Vienen a veces a mi casa, algunos domingos, después de los partidos. A tomarse mis cocacolas zero y a contarme su vida, y a compartir durante un rato todas esas aficiones que tenemos en común que nos hacen amigos, a pesar de que nos vemos de higos a brevas y de que nos conocemos sólo desde hace media docena de años. Hablamos de tebeos, de cine, de las películas en DVD que compramos o queremos, de novelas de misterio y de Sherlock Holmes. A mí no me gusta el fútbol, pero ellos suelen aparecer, cuando aparecen, porque vienen del estadio, vestidos con la camiseta amarilla y al menos uno de los dos (que ahora está haciendo un régimen milagroso que le ha hecho perder una jartá de kilos y me llena de envidia) prácticamente tiene, como mucha otra gente en Cádiz, convertida la equipación en seña de identidad, en uniforme de diario, en reclamación y reivindicación de sí mismo.
Curiosamente, ninguno de los dos son de Cádiz, aunque sé que al menos uno de ellos nació aquí cerquita de mi casa, en la Residencia, circunstancia que le llena de orgullo y bien que se encarga de recordarlo a los cuatro vientos cuando se le dice aquello de que no es de Connecticut-Connecticut que cantaba la chirigota callejera. Son, por tanto, de la provincia. Que debería ser, por tanto, decir que son tan gaditanos como el que más. Y así los veo, cuando me ven, dos chavalotes sanos que siguen al equipo cada domingo y que luego vienen a contarme historias y a que yo les cuente batallitas.
Están encantados, los dos, con la que les ha caído encima esta temporada liguera. Se lo pregunté el otro día, así como zumbón, porque no hay nada que me guste más que picarlos, y no hubo manera. “Es lo mejor que nos ha podido pasar”, me contesta uno. “Este año por lo menos los jugadores juegan, y tiran a puerta, y meten goles”. Y me cuentan que este nuevo Cádiz de la Segunda B ha conseguido devolverles la ilusión no por los ascensos ni por aquellos delirios de Champion League que con cachondeo algo inocentón comentaba todo el mundo hace ya para dos años, sino hacia el deporte como divertimento, como forma de pasar un ratito entretenido cada dos semanas.
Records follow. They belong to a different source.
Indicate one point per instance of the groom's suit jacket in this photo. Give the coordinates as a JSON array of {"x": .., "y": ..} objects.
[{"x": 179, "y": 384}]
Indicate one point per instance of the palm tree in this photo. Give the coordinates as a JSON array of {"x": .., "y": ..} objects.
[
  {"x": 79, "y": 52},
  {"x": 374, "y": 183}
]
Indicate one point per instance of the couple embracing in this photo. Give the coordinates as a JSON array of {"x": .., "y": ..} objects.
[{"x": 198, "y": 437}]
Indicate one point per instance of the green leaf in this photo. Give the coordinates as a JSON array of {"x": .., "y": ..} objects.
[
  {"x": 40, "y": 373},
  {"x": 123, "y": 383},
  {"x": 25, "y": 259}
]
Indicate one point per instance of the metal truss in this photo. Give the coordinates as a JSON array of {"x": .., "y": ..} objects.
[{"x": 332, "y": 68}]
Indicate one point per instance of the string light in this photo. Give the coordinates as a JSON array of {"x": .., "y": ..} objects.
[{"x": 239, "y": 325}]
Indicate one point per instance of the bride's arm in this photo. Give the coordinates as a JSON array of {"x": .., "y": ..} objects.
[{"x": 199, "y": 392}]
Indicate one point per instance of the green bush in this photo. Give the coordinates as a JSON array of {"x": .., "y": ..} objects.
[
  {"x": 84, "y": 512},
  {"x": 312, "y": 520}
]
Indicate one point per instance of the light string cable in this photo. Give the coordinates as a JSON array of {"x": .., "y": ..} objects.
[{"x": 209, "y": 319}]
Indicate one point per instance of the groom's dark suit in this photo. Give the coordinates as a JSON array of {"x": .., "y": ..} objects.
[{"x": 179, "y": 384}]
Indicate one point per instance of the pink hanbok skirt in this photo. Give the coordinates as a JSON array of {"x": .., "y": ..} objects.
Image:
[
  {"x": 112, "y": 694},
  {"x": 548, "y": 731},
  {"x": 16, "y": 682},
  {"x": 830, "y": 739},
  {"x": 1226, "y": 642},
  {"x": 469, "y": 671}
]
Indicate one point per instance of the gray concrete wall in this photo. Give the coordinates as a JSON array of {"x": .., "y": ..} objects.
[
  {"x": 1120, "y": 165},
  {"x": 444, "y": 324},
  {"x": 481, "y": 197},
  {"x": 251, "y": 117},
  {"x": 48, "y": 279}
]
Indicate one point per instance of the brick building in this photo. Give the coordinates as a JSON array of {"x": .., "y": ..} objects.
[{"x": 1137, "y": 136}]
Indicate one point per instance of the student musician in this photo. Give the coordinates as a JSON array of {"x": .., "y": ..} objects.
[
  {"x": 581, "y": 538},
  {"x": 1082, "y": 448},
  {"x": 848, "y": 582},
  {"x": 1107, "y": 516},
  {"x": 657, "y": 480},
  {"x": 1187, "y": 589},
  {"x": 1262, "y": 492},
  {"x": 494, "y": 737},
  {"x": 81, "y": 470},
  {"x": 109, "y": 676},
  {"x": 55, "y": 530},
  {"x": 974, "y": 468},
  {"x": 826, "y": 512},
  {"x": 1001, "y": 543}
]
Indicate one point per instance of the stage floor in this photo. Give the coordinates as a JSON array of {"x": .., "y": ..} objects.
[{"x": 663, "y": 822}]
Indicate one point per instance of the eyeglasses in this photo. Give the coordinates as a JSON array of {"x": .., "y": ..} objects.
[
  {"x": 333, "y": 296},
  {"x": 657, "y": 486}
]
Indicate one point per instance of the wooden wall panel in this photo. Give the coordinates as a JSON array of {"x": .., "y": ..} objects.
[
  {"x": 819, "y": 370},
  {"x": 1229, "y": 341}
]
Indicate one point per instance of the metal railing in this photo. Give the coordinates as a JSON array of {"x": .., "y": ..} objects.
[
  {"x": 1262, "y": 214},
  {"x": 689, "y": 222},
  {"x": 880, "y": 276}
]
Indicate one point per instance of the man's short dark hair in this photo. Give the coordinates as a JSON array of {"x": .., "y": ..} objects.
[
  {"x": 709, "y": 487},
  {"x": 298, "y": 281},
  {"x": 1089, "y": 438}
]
O sea, como debería ser más o menos siempre, independientemente de los resultados, aunque ayuda un montón que los resultados sean buenos, claro. Saben que el pozo es duro, y saben que habrá contratiempos, y traspiés, y ya hacen cábalas sobre quién volverá en el mercado de invierno y hasta a quién habría que enviar con pasaporte exprés a otros equipos. Pero disfrutan de la afición sin resquemores, y aunque el equipo de su localidad no se medirá al Cádiz este año (caso que me llegaron a comentar el año pasado, cuando le veían ya las orejas al lobo porque ya no estaba Lucas Lobos), sé que pese a todo su corazón es amarillo y que disfrutarían de un espectáculo futbolístico sin dejarse cegar por la pasión, algo que por desgracia no sucede con otras localidades cercanas y que amenaza ya con contagiarse, como una peste putrefacta, a otras aficiones y quién sabe si también a otros seguidores de nuestro propio equipo.
Es bueno que el deporte sea catarsis, pero sólo eso. Que no domine la vida de nadie, que se vea como un juego. Y que se acepte deportivamente el resultado adverso, y que se festejen las victorias cuando las victorias son merecidas. Es bueno que todo el tinglado sirva para distraer nuestros sueños de la que nos puede caer encima en cualquier momento, y todavía mejor que se acepten con deportividad los reveses de la fortuna (a fin de cuentas, sí, no es más que un juego y el factor suerte también salta cada domingo al campo). Es bueno que por una vez quien sigue el equipo se olvide de nuestras miserias y se sienta unido a un todo más grande que es feliz, y agradecido, y divertido.
No son los únicos, por lo que veo, a los que el lavado de cara del Cádiz les ha alegrado un poquito la vida. Independientemente de los resultados, ya digo. Poque nos creímos que éramos cola de león y a lo mejor es siendo cabeza de ratón como se disfruta más de lo que tenemos, dejando a un lado las pamplinas de los falsos nacionalismos pueblerinos, gozando como chiquillos con un remate o con una parada, y aceptando que al fin y al cabo ningún gol encajado o metido va a cambiar nuestro destino.
Va a ser verdad que para dar un paso al frente a veces hay que tomar impulso atrás. Ánimo, chicos.